Wenn es einen Menschen gibt, der mit ansteckender Begeisterung über seine Arbeitsumgebung spricht, dann ist es Ivan Djordjević. Der Wiener ist Manager beim „New Work“-Unternehmen Tele Haase. Mit rund 90 Mitarbeitenden fertigt dieser Betrieb in Wiens 23. Bezirk elektronische Produkte, unter anderem im Steuerungs- und Überwachungsbereich. International bekannt ist Tele Haase aber auch für seinen ungewöhnlichen Führungs- und Entscheidungsstil. Immer wieder kommen Delegationen, zuletzt aus den USA und Taiwan, um sich das österreichische Beispiel anzusehen. Aber was genau macht Tele Haase anders?

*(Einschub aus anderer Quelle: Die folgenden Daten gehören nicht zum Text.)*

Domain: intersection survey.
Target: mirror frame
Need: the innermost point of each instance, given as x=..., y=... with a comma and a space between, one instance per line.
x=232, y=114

„Bei uns hat man erkannt, dass traditionelle hierarchische Modelle den kreativen Fluss und die Eigenverantwortung der Mitarbeiter und Mitarbeiterinnen einschränken können“, erklärt Djordjević, der schon seine Masterarbeit über die Auswirkung demokratischer Mitbestimmung auf die Motivation der Mitarbeitenden schrieb. „Wir haben also experimentiert mit verschiedenen alternativen Modellen, inspiriert von Prinzipien der agilen Führung und Holokratie, die Transparenz schaffen und Eigenverantwortung und kollaboratives Arbeiten betonen.“
Prinzip der kollegialen Führung
Stehen bei Tele Haase Entscheidungen an, egal, ob sie die strategische Ausrichtung, die Produktentwicklung oder das Personalwesen betreffen, entscheiden sogenannte Kompetenzkreise darüber, wie vorgegangen wird. Kompetenzkreise deshalb, weil hier zunächst ohne ein Oben oder Unten gemeinsam entschieden wird, wer in einer Angelegenheit die größte Expertise hat – alle zwei Jahre wird eine Person entsprechend zum oder zur „Kreisverantwortlichen“ gewählt und stellt ihren konkreten Plan zur Umsetzung von Entscheidungen vor. „Prinzip der kollegialen Führung“ nennt sich diese Vorgangsweise auch.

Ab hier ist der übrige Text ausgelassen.